April 2, 2020 – Daily Update – 0% Mortgage Rates – Fed Rate Cut!!
I hope everyone is doing well and is safe and healthy and learning to cope with this global crisis for the next few weeks/months.
I have been flooded these last few days with emails, texts and calls about the Fed reducing the Fed Funds Rate to zero and everyone asking if I can reduce their mortgage rates to near zero! Trust me, I wish I could, and I am hoping the subject would get you to open and read my email 🙂
It is very important to understand the interplay between both the Feds Fund Rate and mortgage rates. It is very easy in today’s world to listen to pundits on Facebook, and news clips that glamorize and highlight recent news in a vacuum without explaining how different matrices interact with each other. As a Mortgage Solutions Specialist, it is my job to EDUCATE my clients and help them manage their mortgage debt. Just like a Financial Planner manages your investment accounts, I manage mortgage debt.
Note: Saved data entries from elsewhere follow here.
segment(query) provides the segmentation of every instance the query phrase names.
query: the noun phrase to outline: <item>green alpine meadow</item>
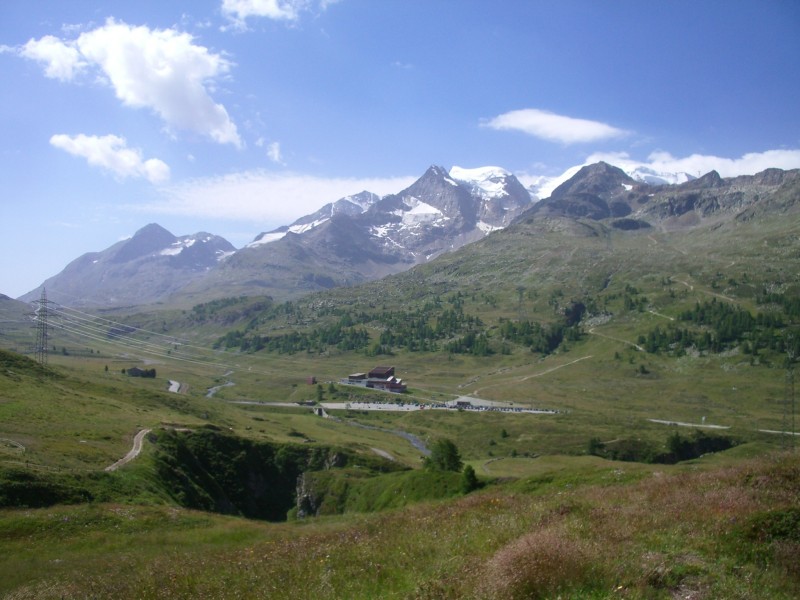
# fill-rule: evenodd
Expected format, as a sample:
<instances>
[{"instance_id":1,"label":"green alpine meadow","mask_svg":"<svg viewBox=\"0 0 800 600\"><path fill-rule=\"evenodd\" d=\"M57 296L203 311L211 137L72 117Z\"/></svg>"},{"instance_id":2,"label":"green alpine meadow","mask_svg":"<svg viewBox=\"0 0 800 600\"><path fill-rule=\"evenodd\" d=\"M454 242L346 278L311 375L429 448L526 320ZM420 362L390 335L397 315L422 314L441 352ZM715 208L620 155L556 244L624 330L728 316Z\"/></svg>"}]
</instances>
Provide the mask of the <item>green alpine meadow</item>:
<instances>
[{"instance_id":1,"label":"green alpine meadow","mask_svg":"<svg viewBox=\"0 0 800 600\"><path fill-rule=\"evenodd\" d=\"M3 297L0 596L796 598L800 178L619 176L288 299Z\"/></svg>"}]
</instances>

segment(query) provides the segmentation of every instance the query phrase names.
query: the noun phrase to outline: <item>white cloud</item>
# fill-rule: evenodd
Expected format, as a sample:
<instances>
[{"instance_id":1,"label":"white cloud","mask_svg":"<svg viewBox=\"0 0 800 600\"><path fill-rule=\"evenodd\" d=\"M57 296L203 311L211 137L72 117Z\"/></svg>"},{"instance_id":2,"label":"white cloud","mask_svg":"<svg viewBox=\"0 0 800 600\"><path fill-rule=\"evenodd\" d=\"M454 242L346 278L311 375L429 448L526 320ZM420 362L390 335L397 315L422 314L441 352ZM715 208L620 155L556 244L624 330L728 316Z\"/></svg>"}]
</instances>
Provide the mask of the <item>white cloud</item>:
<instances>
[{"instance_id":1,"label":"white cloud","mask_svg":"<svg viewBox=\"0 0 800 600\"><path fill-rule=\"evenodd\" d=\"M65 44L52 35L28 40L19 54L44 64L45 76L61 81L71 81L87 66L74 44Z\"/></svg>"},{"instance_id":2,"label":"white cloud","mask_svg":"<svg viewBox=\"0 0 800 600\"><path fill-rule=\"evenodd\" d=\"M248 17L294 21L307 0L222 0L222 14L241 23Z\"/></svg>"},{"instance_id":3,"label":"white cloud","mask_svg":"<svg viewBox=\"0 0 800 600\"><path fill-rule=\"evenodd\" d=\"M748 152L740 158L725 158L708 154L692 154L678 158L669 152L657 151L651 153L645 161L635 160L626 152L596 152L589 156L586 164L601 160L625 170L641 166L659 173L688 173L698 177L709 171L717 171L721 177L736 177L738 175L754 175L772 167L778 169L800 168L800 150Z\"/></svg>"},{"instance_id":4,"label":"white cloud","mask_svg":"<svg viewBox=\"0 0 800 600\"><path fill-rule=\"evenodd\" d=\"M138 148L128 148L125 138L116 135L57 134L50 138L50 144L81 156L93 167L109 170L122 179L143 177L151 183L169 179L169 167L165 162L157 158L143 160Z\"/></svg>"},{"instance_id":5,"label":"white cloud","mask_svg":"<svg viewBox=\"0 0 800 600\"><path fill-rule=\"evenodd\" d=\"M281 154L280 142L272 142L269 146L267 146L267 157L272 162L278 163L279 165L285 164L283 162L283 154Z\"/></svg>"},{"instance_id":6,"label":"white cloud","mask_svg":"<svg viewBox=\"0 0 800 600\"><path fill-rule=\"evenodd\" d=\"M124 104L150 108L170 127L241 145L225 107L206 89L228 72L230 63L194 44L188 33L109 19L105 26L81 34L77 43L81 53L102 68Z\"/></svg>"},{"instance_id":7,"label":"white cloud","mask_svg":"<svg viewBox=\"0 0 800 600\"><path fill-rule=\"evenodd\" d=\"M521 131L562 144L597 142L629 134L599 121L566 117L537 108L512 110L489 119L483 125L498 130Z\"/></svg>"},{"instance_id":8,"label":"white cloud","mask_svg":"<svg viewBox=\"0 0 800 600\"><path fill-rule=\"evenodd\" d=\"M368 190L396 193L416 177L325 178L299 173L248 171L196 179L162 189L162 200L137 211L286 225L328 202Z\"/></svg>"},{"instance_id":9,"label":"white cloud","mask_svg":"<svg viewBox=\"0 0 800 600\"><path fill-rule=\"evenodd\" d=\"M294 22L300 14L316 9L325 10L338 0L222 0L222 14L234 27L247 28L247 19L263 17L275 21Z\"/></svg>"},{"instance_id":10,"label":"white cloud","mask_svg":"<svg viewBox=\"0 0 800 600\"><path fill-rule=\"evenodd\" d=\"M98 68L126 106L154 111L170 129L241 147L227 110L209 95L231 63L195 44L188 33L109 19L74 41L30 40L19 54L44 63L45 75L62 81L74 80L89 66Z\"/></svg>"}]
</instances>

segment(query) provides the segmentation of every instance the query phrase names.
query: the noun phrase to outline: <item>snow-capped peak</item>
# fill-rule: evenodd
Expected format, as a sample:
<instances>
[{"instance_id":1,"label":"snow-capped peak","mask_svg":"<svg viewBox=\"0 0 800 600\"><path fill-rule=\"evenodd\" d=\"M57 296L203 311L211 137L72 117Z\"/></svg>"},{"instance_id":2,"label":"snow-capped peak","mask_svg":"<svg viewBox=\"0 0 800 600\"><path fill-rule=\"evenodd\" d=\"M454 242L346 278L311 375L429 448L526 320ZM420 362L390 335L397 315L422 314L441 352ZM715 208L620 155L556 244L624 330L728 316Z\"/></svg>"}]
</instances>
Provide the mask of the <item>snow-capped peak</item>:
<instances>
[{"instance_id":1,"label":"snow-capped peak","mask_svg":"<svg viewBox=\"0 0 800 600\"><path fill-rule=\"evenodd\" d=\"M642 183L649 183L650 185L675 185L695 179L688 173L665 173L645 166L638 166L632 169L623 168L622 170L632 179Z\"/></svg>"},{"instance_id":2,"label":"snow-capped peak","mask_svg":"<svg viewBox=\"0 0 800 600\"><path fill-rule=\"evenodd\" d=\"M352 196L345 196L342 200L349 202L350 204L354 204L361 209L361 212L367 210L370 206L375 204L375 201L378 199L378 196L372 194L370 192L361 192L360 194L354 194ZM334 203L334 206L336 203Z\"/></svg>"},{"instance_id":3,"label":"snow-capped peak","mask_svg":"<svg viewBox=\"0 0 800 600\"><path fill-rule=\"evenodd\" d=\"M526 178L528 181L528 191L531 193L531 196L536 198L537 200L544 200L545 198L549 198L550 195L553 193L558 186L560 186L565 181L569 181L583 168L584 165L577 165L574 167L570 167L566 171L564 171L561 175L556 175L555 177L548 177L546 175L540 175L539 177Z\"/></svg>"},{"instance_id":4,"label":"snow-capped peak","mask_svg":"<svg viewBox=\"0 0 800 600\"><path fill-rule=\"evenodd\" d=\"M450 169L450 177L469 186L474 193L483 198L496 198L506 194L506 178L511 173L501 167L477 167L465 169L454 166Z\"/></svg>"}]
</instances>

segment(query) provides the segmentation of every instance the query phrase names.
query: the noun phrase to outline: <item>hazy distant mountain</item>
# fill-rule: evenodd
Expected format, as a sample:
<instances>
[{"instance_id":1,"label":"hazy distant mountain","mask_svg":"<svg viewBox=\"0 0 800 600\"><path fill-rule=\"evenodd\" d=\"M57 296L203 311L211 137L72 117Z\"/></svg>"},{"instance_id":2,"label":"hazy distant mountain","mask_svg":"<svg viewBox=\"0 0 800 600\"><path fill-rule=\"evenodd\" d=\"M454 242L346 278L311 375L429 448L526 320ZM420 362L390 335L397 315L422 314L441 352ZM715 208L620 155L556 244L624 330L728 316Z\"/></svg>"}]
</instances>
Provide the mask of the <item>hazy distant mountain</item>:
<instances>
[{"instance_id":1,"label":"hazy distant mountain","mask_svg":"<svg viewBox=\"0 0 800 600\"><path fill-rule=\"evenodd\" d=\"M202 278L235 248L210 233L174 236L151 223L133 237L75 259L20 300L48 299L71 306L121 306L157 302Z\"/></svg>"}]
</instances>

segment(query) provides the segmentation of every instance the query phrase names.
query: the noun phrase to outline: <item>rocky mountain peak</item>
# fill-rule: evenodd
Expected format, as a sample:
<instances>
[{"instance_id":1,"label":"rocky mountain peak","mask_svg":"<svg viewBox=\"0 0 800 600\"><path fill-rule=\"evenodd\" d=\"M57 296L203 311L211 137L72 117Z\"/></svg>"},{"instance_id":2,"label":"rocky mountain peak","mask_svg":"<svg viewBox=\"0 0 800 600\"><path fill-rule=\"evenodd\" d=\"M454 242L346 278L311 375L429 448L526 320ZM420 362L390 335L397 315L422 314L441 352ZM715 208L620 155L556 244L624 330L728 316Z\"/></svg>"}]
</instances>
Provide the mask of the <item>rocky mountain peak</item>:
<instances>
[{"instance_id":1,"label":"rocky mountain peak","mask_svg":"<svg viewBox=\"0 0 800 600\"><path fill-rule=\"evenodd\" d=\"M434 178L434 179L441 179L441 178L449 178L450 173L448 173L447 169L444 167L440 167L439 165L431 165L428 167L428 170L422 175L420 179L426 178Z\"/></svg>"},{"instance_id":2,"label":"rocky mountain peak","mask_svg":"<svg viewBox=\"0 0 800 600\"><path fill-rule=\"evenodd\" d=\"M574 177L553 190L551 198L575 194L602 195L619 191L623 186L638 185L640 184L622 169L605 162L598 162L582 167Z\"/></svg>"},{"instance_id":3,"label":"rocky mountain peak","mask_svg":"<svg viewBox=\"0 0 800 600\"><path fill-rule=\"evenodd\" d=\"M686 184L687 189L704 190L722 187L725 185L722 177L716 171L709 171L702 177L698 177L694 181Z\"/></svg>"},{"instance_id":4,"label":"rocky mountain peak","mask_svg":"<svg viewBox=\"0 0 800 600\"><path fill-rule=\"evenodd\" d=\"M435 165L394 197L400 199L408 207L407 210L413 208L412 204L423 201L442 211L447 217L468 214L474 203L469 190L450 177L447 169Z\"/></svg>"},{"instance_id":5,"label":"rocky mountain peak","mask_svg":"<svg viewBox=\"0 0 800 600\"><path fill-rule=\"evenodd\" d=\"M168 247L177 238L157 223L145 225L128 240L120 242L112 258L115 263L123 263L146 256Z\"/></svg>"}]
</instances>

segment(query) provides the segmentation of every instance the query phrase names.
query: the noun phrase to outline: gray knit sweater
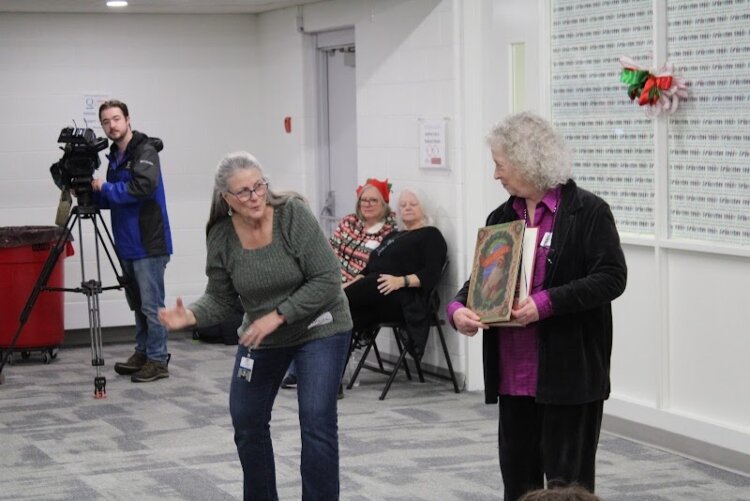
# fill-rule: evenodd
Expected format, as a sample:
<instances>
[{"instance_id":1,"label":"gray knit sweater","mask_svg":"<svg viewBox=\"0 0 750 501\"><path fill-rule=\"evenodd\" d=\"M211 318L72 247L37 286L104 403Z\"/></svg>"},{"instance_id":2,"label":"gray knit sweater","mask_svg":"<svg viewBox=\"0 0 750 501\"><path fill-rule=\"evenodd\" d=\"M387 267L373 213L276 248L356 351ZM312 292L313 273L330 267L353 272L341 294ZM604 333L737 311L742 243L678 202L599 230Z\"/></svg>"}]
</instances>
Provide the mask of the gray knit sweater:
<instances>
[{"instance_id":1,"label":"gray knit sweater","mask_svg":"<svg viewBox=\"0 0 750 501\"><path fill-rule=\"evenodd\" d=\"M188 306L199 326L222 321L239 294L245 317L238 333L275 308L286 319L260 348L294 346L351 329L338 261L299 198L274 209L273 236L265 247L243 249L228 217L210 229L206 245L206 292Z\"/></svg>"}]
</instances>

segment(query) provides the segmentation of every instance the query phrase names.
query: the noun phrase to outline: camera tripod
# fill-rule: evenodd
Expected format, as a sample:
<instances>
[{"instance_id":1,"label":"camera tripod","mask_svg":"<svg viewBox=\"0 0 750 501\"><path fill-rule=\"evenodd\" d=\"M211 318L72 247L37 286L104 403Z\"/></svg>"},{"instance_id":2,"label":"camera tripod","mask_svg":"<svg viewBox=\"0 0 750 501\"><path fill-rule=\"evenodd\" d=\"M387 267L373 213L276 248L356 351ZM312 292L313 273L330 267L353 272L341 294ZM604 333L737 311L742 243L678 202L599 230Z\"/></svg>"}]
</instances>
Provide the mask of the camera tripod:
<instances>
[{"instance_id":1,"label":"camera tripod","mask_svg":"<svg viewBox=\"0 0 750 501\"><path fill-rule=\"evenodd\" d=\"M86 279L86 266L84 261L84 253L83 253L83 232L81 230L81 220L82 219L88 219L91 221L91 223L94 226L94 248L95 248L95 254L96 254L96 278L92 278L90 280ZM47 281L50 278L50 275L52 274L52 271L55 268L55 265L57 264L57 260L62 254L62 252L65 250L65 246L67 242L70 240L70 237L73 232L73 228L77 226L78 227L78 241L81 243L80 245L80 259L81 259L81 286L76 288L64 288L64 287L48 287ZM102 234L101 228L104 228L104 232L107 236L107 240L104 239L104 235ZM34 284L34 288L31 291L31 294L29 295L28 300L26 301L26 305L21 310L21 314L18 319L18 328L16 329L15 334L13 335L13 338L11 339L10 345L5 353L5 356L0 359L0 377L2 377L2 371L5 367L6 363L8 362L8 359L10 358L13 348L16 346L16 343L18 342L18 338L21 335L21 332L23 330L24 325L26 324L29 315L31 313L32 308L34 307L34 304L36 303L37 298L39 297L39 294L42 291L50 291L50 292L79 292L81 294L84 294L86 296L86 300L88 303L88 312L89 312L89 334L91 337L91 365L96 367L96 377L94 378L94 398L106 398L107 396L107 379L102 376L101 374L101 368L104 365L104 359L102 358L102 326L101 326L101 312L99 309L99 295L105 291L105 290L113 290L113 289L125 289L125 296L128 300L128 304L130 305L131 309L134 309L137 305L138 301L138 295L135 293L135 290L129 287L129 283L124 276L124 274L118 273L118 267L115 266L115 261L112 257L112 253L110 252L110 249L114 249L114 241L112 240L112 235L109 232L109 229L107 228L107 225L102 218L101 212L99 211L98 207L92 207L92 206L82 206L77 205L76 207L73 207L72 211L70 212L70 215L67 218L67 221L64 225L65 231L60 235L60 237L55 242L54 246L50 250L50 254L47 257L47 260L44 262L44 265L42 267L42 271L39 274L39 277L36 280L36 283ZM108 243L107 243L108 242ZM101 282L101 266L99 261L99 246L104 249L104 252L107 255L107 258L109 259L109 263L112 266L112 269L115 273L115 276L117 277L117 285L112 285L108 287L102 287ZM122 263L120 263L120 259L115 253L115 258L117 259L119 269L122 270ZM2 379L0 379L0 383L2 383Z\"/></svg>"}]
</instances>

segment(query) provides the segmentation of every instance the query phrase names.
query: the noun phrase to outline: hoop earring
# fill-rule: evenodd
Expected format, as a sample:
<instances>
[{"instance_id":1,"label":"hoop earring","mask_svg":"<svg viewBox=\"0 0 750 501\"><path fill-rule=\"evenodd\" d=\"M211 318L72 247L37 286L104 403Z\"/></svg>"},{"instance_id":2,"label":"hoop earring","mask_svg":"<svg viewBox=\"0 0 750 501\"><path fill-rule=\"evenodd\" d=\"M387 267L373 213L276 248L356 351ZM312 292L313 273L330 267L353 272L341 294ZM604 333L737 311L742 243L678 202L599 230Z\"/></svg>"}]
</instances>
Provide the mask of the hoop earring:
<instances>
[{"instance_id":1,"label":"hoop earring","mask_svg":"<svg viewBox=\"0 0 750 501\"><path fill-rule=\"evenodd\" d=\"M227 211L227 216L232 217L232 208L231 207Z\"/></svg>"}]
</instances>

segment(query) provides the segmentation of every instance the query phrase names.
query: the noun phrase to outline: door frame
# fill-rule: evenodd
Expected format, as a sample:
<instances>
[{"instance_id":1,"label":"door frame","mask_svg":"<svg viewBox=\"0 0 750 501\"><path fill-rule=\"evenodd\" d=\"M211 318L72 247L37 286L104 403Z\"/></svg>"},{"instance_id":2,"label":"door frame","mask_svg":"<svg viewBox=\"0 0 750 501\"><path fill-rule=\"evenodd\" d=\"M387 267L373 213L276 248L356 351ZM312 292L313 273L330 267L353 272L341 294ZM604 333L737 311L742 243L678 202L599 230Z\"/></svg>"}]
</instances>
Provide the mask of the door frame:
<instances>
[{"instance_id":1,"label":"door frame","mask_svg":"<svg viewBox=\"0 0 750 501\"><path fill-rule=\"evenodd\" d=\"M326 211L326 201L330 193L331 181L331 153L330 153L330 122L328 102L328 51L342 47L355 47L354 27L315 34L315 67L317 73L317 211L316 216L327 236L335 228L338 218ZM325 212L325 213L324 213Z\"/></svg>"}]
</instances>

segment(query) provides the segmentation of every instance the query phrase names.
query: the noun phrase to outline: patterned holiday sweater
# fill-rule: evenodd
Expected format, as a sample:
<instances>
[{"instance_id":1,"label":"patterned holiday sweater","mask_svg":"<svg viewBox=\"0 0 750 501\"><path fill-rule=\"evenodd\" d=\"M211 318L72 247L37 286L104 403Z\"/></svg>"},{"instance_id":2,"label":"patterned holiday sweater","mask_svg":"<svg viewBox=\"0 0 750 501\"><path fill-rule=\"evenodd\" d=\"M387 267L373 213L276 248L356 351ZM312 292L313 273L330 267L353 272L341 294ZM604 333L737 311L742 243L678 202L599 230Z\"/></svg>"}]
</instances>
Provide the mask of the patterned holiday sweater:
<instances>
[{"instance_id":1,"label":"patterned holiday sweater","mask_svg":"<svg viewBox=\"0 0 750 501\"><path fill-rule=\"evenodd\" d=\"M350 281L362 271L373 249L395 228L393 212L386 216L383 226L373 233L365 231L365 225L356 214L349 214L341 219L330 241L339 259L342 283Z\"/></svg>"}]
</instances>

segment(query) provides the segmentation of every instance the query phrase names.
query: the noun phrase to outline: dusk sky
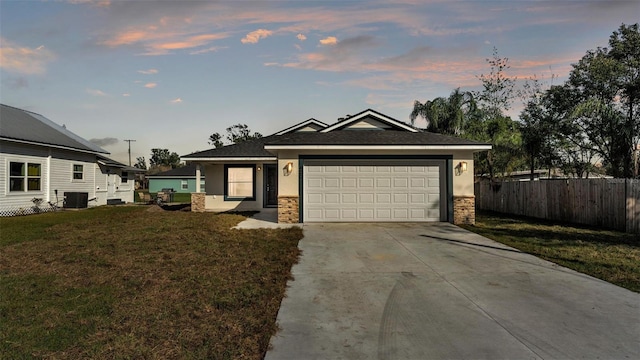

The hallmark of a great Mortgage Solutions Specialist, and I pride myself in being one, is one who educates his/her client so the parties can come together and make an educated decision on how to manage the mortgage debt to ensure the client and his/her family are properly protected.
What is the Feds Fund Rate? The fed funds rate is the prescribed rate at which banks lend money to each other on an overnight basis. Basically it’s the fee that banks charge each other to borrower money overnight. When the fed funds rate is low, the Fed is attempting to promote economic growth. The Fed Funds Rate best correlates to the Prime Rate, which is the basis most banks use for business loans, and consumer credit cards.
Why does the Fed want to promote economic growth? If any of you have retirement accounts or investment accounts you have been a witness to your portfolio shrinking over the past month or so due to the fears of the Coronavirus (COVID-19) and the erratic sell off on Wall Street. The Fed is trying to calm the markets by reducing the Feds Fund Rate and promote stability so the stock market stops its hemorrhage and hopefully prevent a recession. The Federal Government and the Fed did the same thing between 2008-2015 and we saw all the industries that were hurting at the time (financial, automobile, travel and housing) start to recover by 2012.
Has the Fed Funds Rates been Zero Before? YES 2008-2015…
What were mortgage rates between 2008-2015?? Low 3% to mid 5s% without paying discount fees.
Pay attention to how government intervention affects the stock market. If history serves accurately every time the government has injected capital into the markets and reduced the Fed Funds Rate to zero percent to stabilize the stock market, the stock market eventually STOPPED it’s spiraling and created new highs.
In conclusion if you locked in your mortgage over the past two months you are getting an amazing rate. News in a vacuum is dangerous. Facts and data matter…..the facts are above.
The ZERO percent Fed Fund rate is not going to give you a 0% mortgage or 1% mortgage rate and depending on market conditions, rates may actually increase!
When I first got into the real estate/mortgage business years ago, an old colleague of mine used to always tell me “Don’t try to catch a falling knife”. He meant there was real risk when I would try to time the market for my clients to get them the lowest possible rate and if my timing was off, I would lose my client and they would lose whatever rate they had at the time of initial lock-in. So, if you are waiting for zero percent mortgage rates, you are waiting to catch a falling knife and you’re losing on a real savings opportunity that exists today.
I hope this helps explain the uncharted environment we find ourselves in today when it comes to mortgage debt.